St Johnston Lab

Epithelial cells form sheets that act as barriers which line our organs. To form these sheets the cells must be polarised along their apico-basal axis. Studies in Drosophila have identified a conserved set of polarity proteins responsible for establishing and maintaining epithelial polarity. The polarity proteins can be separated into apical factors (including Crumbs, Stardust, Par-6 and atypical protein kinase C [aPKC]), junctional (Bazooka/Par-3) and basolateral (including Scribble, Discs large and Lethal(2) giant larvae). In addition, Cdc42-GTP acts upstream of Par6/aPKC for apical domain formation. We are using proteomics, live cell imaging and mutant clone analysis to dissect the temporal relationships between these polarity proteins, as well as factors regulating Cdc42 activity.

Whilst all other epithelia in Drosophila are polarised by the canonical polarity programme the intestinal epithelial of the midgut is special. We have found that its polarisation is dependent on integrin adhesion and septate junction proteins rather than the canonical polarity factors such as Crumbs and Bazooka, which are not detectably expressed. There are a number of features that make the midgut tissue different, i) it is derived from the endoderm, whilst all other fly epithelial are ectodermal or mesodermal in origin ii) the occluding junctions are apical to the adherens junctions iii) enterocytes are polarised from basal to apical as they integrate into the epithelial layer. Together these features suggest that the midgut epithelium represents a better model for dissecting polarity pathways in vertebrates. To explore midgut polarity in more detail, we are undertaking large scale genetics screens and developing live imaging protocols.

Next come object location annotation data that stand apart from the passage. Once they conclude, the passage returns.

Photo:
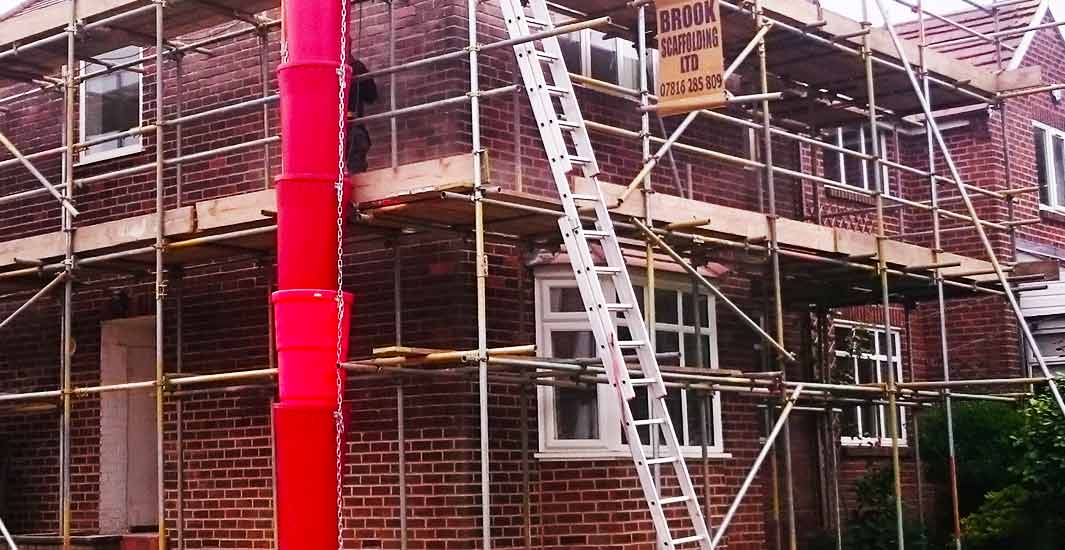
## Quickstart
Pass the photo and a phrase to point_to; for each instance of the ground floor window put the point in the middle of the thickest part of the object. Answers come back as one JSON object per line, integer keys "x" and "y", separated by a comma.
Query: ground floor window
{"x": 1049, "y": 335}
{"x": 862, "y": 357}
{"x": 575, "y": 422}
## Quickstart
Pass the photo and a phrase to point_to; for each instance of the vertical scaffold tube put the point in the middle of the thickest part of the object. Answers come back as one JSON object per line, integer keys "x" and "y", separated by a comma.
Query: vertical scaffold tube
{"x": 305, "y": 305}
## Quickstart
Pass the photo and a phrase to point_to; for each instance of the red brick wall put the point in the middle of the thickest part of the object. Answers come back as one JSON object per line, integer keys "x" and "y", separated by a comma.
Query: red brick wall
{"x": 574, "y": 504}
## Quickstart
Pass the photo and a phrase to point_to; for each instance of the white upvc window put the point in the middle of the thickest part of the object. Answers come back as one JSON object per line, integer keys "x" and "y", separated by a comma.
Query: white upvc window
{"x": 1049, "y": 335}
{"x": 1050, "y": 165}
{"x": 585, "y": 423}
{"x": 591, "y": 53}
{"x": 854, "y": 171}
{"x": 111, "y": 102}
{"x": 862, "y": 358}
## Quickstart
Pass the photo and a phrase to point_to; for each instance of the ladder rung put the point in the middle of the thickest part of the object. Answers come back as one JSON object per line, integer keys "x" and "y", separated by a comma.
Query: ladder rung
{"x": 557, "y": 91}
{"x": 688, "y": 539}
{"x": 543, "y": 55}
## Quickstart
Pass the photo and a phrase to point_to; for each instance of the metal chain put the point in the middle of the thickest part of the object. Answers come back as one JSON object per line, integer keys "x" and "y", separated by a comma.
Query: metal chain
{"x": 339, "y": 414}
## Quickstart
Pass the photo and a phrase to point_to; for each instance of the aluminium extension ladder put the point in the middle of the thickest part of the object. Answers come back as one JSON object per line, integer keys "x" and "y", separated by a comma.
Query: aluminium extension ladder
{"x": 566, "y": 141}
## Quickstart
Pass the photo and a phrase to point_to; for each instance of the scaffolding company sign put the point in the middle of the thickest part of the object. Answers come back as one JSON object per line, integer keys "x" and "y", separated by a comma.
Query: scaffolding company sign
{"x": 691, "y": 62}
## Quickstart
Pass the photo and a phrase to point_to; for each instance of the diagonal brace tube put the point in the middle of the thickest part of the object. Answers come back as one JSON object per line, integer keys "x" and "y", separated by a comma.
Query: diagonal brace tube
{"x": 33, "y": 170}
{"x": 41, "y": 293}
{"x": 770, "y": 439}
{"x": 657, "y": 241}
{"x": 963, "y": 192}
{"x": 653, "y": 161}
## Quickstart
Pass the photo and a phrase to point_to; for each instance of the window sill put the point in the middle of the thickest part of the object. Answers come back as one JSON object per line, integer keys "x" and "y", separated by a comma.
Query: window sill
{"x": 852, "y": 196}
{"x": 593, "y": 454}
{"x": 872, "y": 449}
{"x": 87, "y": 158}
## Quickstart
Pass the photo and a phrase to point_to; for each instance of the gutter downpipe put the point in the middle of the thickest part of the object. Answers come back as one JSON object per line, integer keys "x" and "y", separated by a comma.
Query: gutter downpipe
{"x": 307, "y": 319}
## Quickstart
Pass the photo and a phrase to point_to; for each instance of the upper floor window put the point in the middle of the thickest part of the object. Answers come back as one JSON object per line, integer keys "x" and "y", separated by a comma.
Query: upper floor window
{"x": 1050, "y": 165}
{"x": 111, "y": 103}
{"x": 591, "y": 53}
{"x": 862, "y": 358}
{"x": 850, "y": 170}
{"x": 586, "y": 422}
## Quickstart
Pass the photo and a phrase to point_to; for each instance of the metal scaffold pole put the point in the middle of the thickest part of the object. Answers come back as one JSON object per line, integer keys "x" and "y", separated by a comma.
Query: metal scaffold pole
{"x": 889, "y": 351}
{"x": 160, "y": 278}
{"x": 940, "y": 295}
{"x": 481, "y": 275}
{"x": 67, "y": 328}
{"x": 774, "y": 261}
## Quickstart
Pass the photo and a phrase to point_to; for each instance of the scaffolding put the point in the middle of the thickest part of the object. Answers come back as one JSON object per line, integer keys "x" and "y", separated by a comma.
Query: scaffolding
{"x": 683, "y": 241}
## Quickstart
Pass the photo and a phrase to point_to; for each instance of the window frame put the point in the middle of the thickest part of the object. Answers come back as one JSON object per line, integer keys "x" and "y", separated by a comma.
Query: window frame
{"x": 87, "y": 157}
{"x": 1049, "y": 326}
{"x": 879, "y": 358}
{"x": 1050, "y": 164}
{"x": 609, "y": 442}
{"x": 839, "y": 158}
{"x": 584, "y": 38}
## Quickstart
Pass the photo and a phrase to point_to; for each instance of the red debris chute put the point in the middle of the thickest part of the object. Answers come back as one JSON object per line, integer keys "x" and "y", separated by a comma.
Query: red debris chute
{"x": 305, "y": 305}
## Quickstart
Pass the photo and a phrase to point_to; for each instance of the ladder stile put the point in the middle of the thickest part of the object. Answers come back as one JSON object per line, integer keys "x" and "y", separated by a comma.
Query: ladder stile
{"x": 606, "y": 290}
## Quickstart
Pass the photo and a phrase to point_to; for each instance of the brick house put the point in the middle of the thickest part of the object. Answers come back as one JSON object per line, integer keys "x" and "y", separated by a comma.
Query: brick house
{"x": 560, "y": 476}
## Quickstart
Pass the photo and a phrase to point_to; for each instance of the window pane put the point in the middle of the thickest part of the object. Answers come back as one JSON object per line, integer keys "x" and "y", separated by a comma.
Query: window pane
{"x": 690, "y": 352}
{"x": 629, "y": 65}
{"x": 704, "y": 317}
{"x": 870, "y": 420}
{"x": 844, "y": 338}
{"x": 698, "y": 406}
{"x": 576, "y": 414}
{"x": 1042, "y": 168}
{"x": 830, "y": 158}
{"x": 639, "y": 295}
{"x": 604, "y": 58}
{"x": 667, "y": 342}
{"x": 1051, "y": 345}
{"x": 674, "y": 402}
{"x": 112, "y": 101}
{"x": 576, "y": 410}
{"x": 1059, "y": 172}
{"x": 867, "y": 371}
{"x": 849, "y": 422}
{"x": 639, "y": 407}
{"x": 666, "y": 306}
{"x": 853, "y": 166}
{"x": 566, "y": 300}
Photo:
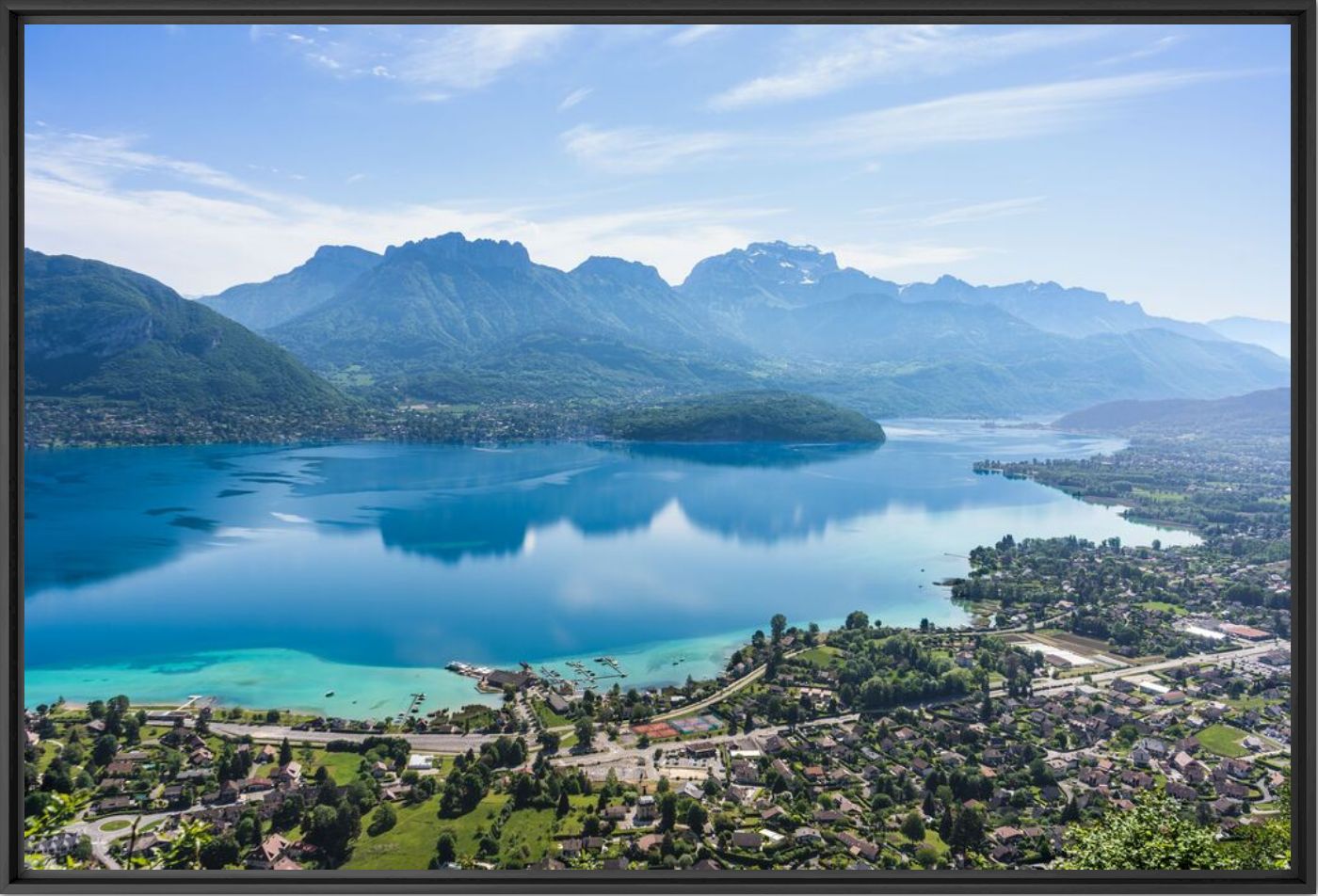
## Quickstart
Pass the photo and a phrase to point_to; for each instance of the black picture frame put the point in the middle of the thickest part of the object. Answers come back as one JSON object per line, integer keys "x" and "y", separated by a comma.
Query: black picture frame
{"x": 1300, "y": 15}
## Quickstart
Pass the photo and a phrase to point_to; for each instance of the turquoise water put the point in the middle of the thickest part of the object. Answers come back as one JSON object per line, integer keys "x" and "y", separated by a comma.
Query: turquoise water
{"x": 266, "y": 576}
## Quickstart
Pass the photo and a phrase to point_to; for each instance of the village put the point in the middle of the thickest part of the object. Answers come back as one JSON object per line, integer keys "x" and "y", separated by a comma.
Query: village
{"x": 1097, "y": 681}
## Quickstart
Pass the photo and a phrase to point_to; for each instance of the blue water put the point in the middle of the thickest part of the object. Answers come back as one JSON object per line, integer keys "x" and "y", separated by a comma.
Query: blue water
{"x": 267, "y": 575}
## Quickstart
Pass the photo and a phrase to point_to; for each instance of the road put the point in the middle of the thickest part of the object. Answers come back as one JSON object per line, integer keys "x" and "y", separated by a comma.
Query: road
{"x": 1043, "y": 685}
{"x": 455, "y": 744}
{"x": 754, "y": 675}
{"x": 452, "y": 744}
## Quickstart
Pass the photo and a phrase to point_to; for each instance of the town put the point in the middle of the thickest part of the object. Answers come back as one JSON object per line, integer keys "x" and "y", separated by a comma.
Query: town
{"x": 1101, "y": 694}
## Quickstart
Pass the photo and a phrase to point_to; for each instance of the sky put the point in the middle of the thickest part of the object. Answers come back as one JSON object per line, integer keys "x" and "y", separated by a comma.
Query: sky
{"x": 1146, "y": 161}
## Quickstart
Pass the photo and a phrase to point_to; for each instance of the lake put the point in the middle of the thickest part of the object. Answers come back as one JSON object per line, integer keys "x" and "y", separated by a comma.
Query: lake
{"x": 266, "y": 576}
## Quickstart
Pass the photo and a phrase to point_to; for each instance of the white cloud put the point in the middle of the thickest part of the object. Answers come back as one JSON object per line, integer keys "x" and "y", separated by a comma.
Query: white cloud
{"x": 432, "y": 59}
{"x": 573, "y": 98}
{"x": 824, "y": 65}
{"x": 1008, "y": 114}
{"x": 642, "y": 151}
{"x": 208, "y": 231}
{"x": 1156, "y": 48}
{"x": 694, "y": 33}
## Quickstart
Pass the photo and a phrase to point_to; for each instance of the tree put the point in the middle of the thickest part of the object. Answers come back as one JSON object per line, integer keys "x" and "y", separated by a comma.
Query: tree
{"x": 185, "y": 849}
{"x": 220, "y": 852}
{"x": 667, "y": 810}
{"x": 287, "y": 813}
{"x": 445, "y": 847}
{"x": 584, "y": 728}
{"x": 969, "y": 830}
{"x": 1150, "y": 837}
{"x": 103, "y": 751}
{"x": 696, "y": 817}
{"x": 912, "y": 827}
{"x": 332, "y": 829}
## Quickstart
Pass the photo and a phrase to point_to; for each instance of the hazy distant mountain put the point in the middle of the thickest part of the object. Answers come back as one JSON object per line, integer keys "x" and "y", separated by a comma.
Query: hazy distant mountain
{"x": 437, "y": 310}
{"x": 1261, "y": 412}
{"x": 464, "y": 320}
{"x": 452, "y": 319}
{"x": 94, "y": 331}
{"x": 261, "y": 306}
{"x": 1054, "y": 309}
{"x": 762, "y": 415}
{"x": 1274, "y": 335}
{"x": 775, "y": 276}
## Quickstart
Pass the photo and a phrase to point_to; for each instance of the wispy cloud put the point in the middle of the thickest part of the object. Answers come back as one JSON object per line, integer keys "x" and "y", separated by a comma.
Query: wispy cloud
{"x": 642, "y": 151}
{"x": 826, "y": 65}
{"x": 207, "y": 230}
{"x": 981, "y": 116}
{"x": 692, "y": 33}
{"x": 432, "y": 61}
{"x": 1156, "y": 48}
{"x": 573, "y": 98}
{"x": 1008, "y": 114}
{"x": 467, "y": 56}
{"x": 985, "y": 211}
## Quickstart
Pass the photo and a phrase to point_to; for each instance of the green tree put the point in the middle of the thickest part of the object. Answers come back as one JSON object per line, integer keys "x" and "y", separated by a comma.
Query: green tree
{"x": 912, "y": 827}
{"x": 103, "y": 751}
{"x": 584, "y": 728}
{"x": 1149, "y": 839}
{"x": 445, "y": 847}
{"x": 219, "y": 853}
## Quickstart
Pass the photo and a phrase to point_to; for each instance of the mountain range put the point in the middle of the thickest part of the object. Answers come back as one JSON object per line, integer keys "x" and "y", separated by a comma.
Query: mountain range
{"x": 455, "y": 320}
{"x": 94, "y": 331}
{"x": 1262, "y": 412}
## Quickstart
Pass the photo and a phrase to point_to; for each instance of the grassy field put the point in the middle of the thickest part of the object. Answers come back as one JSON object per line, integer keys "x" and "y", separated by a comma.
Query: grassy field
{"x": 1163, "y": 606}
{"x": 410, "y": 843}
{"x": 342, "y": 766}
{"x": 527, "y": 836}
{"x": 821, "y": 656}
{"x": 1223, "y": 740}
{"x": 547, "y": 715}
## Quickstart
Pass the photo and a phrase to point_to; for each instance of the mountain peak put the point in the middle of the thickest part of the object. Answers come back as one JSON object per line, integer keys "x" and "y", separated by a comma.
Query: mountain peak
{"x": 803, "y": 264}
{"x": 455, "y": 247}
{"x": 336, "y": 252}
{"x": 619, "y": 269}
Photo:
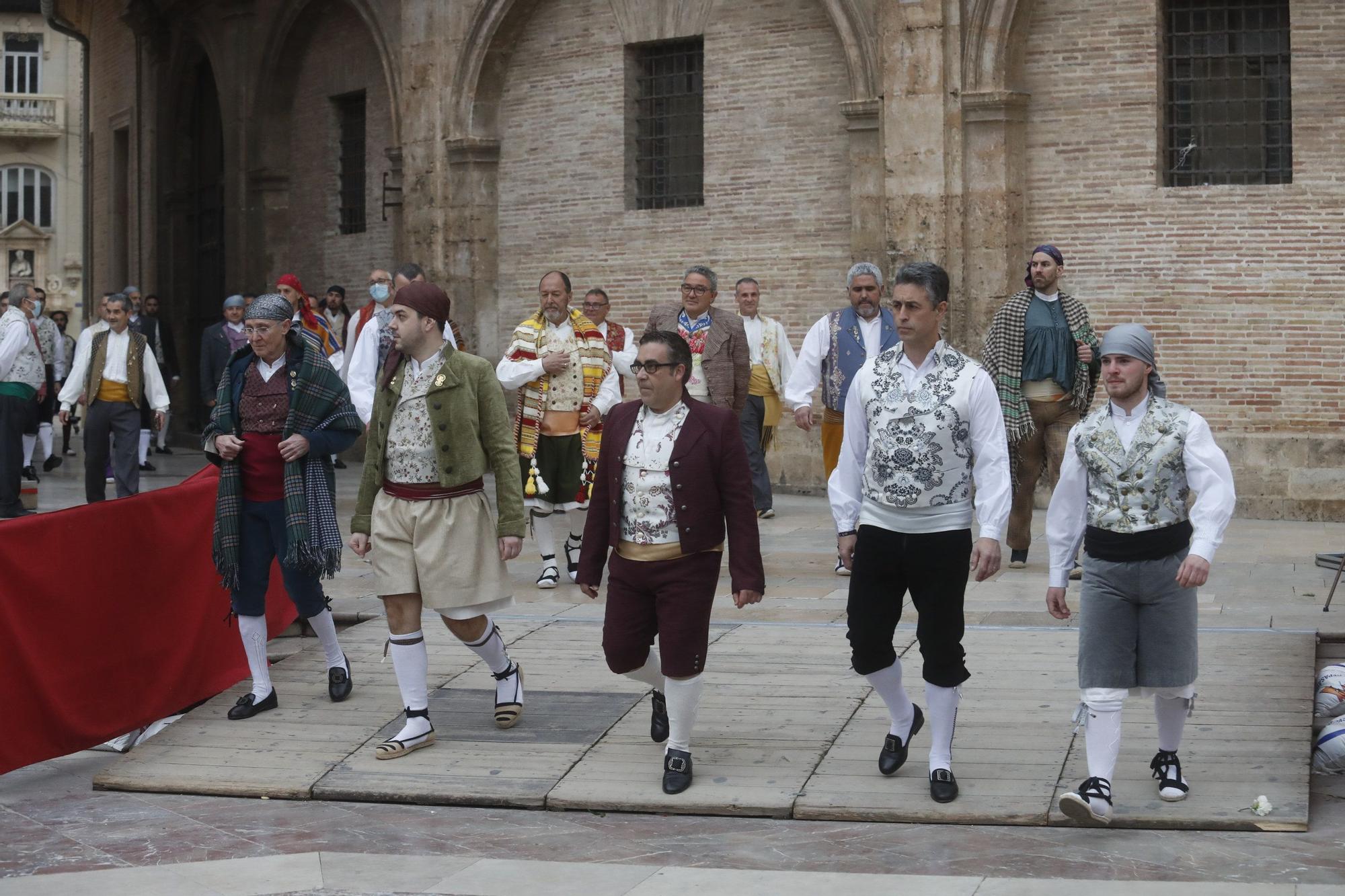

Many key biological processes happen below the resolution limit of conventional light (fluorescence) microscopes (less than 250 nm). This is known as the diffraction limit. Beginning in the early 1990’s, a number of techniques to circumvent the diffraction limit have been devised all with the target of multicolour imaging at the nanoscale in biological specimen. As these techniques have matured, their use in biological imaging has become more routine but limitations still exist particularly when working away from the cover glass in samples with high background. Our research is focused on pushing existing super-resolution methods into thicker specimen, specifically Drosophila egg chambers, in user friendly platforms accessible to non-experts. We work with two flavours of super-resolution: stimulated emission depletion (STED) and localization-based methods (STORM and DNA-PAINT) with an interest in 4Pi microscopy. You can find out more about what we do on our sub-group website.

Membrane trafficking describes the movement of proteins and lipids around cells. Proteins and lipids must be accurately sorted between the organelles of the cell and the plasma membrane. In epithelial cells the trafficking itinerary is more complex because of the presence of distinct domains within the plasma membrane, traditionally split into apical and basolateral. Accurate trafficking to these domains is key to both the establishment and maintenance of polarity. Our research is focussed on how proteins move to specific domains of the plasma membrane in Drosophila epithelial cells. We use the RUSH system to retain our cargoes of interest in the ER and then are able to image a burst of trafficking through the secretory system. By studying this movement in wild type and mutant tissue we can gain insight into the different trafficking routes required to maintain the characteristic distribution of these proteins. We are collaborating with optical engineers and computer scientists to optimise both our imaging and image analysis.

Microtubules are dynamic polymers which provide intracellular tracks for various motors to transport proteins, vesicles and RNAs around the cell. During cell polarisation, microtubules have to be re-arranged to direct cargo traffic to specific cellular compartments. However, how polarity factors organise microtubules into polarised networks is very poorly understood. Recently, we found that microtubules are organised by noncentrosomal microtubule organising centres (ncMTOC) in differentiated cells. ncMTOCs are distributed in the cell in a polarised fashion: they localise apically in epithelial cells and at the anterior-lateral cortex in the oocyte. Although ncMTOCs are the main source of microtubules in these cells, very little is known about their protein composition, how their activity is regulated and how their distribution in the cell is regulated by polarity cues. We use the Drosophila follicular epithelium, the oocyte and female germline cysts as model systems to find answers to these questions.

Correct body plan formation in Drosophila depends on the establishment of two axes of polarity in the developing oocyte, anterior-posterior and dorsal-ventral. Par-1 kinase is one of the master regulators of the anterior-posterior axis. It is recruited to the posterior cortex of the oocyte during mid-oogenesis and is required to polarise the microtubule cytoskeleton that directs the localisation of the axis determinants, oskar and bicoid mRNA. We are currently working on factors upstream of Par-1 that specify the A-P axis. The dorsal-ventral axis is set up when the nucleus migrates from the posterior of the oocyte to the dorsal/anterior corner. We are trying to identify the follicle cell signal(s) that regulate this migration.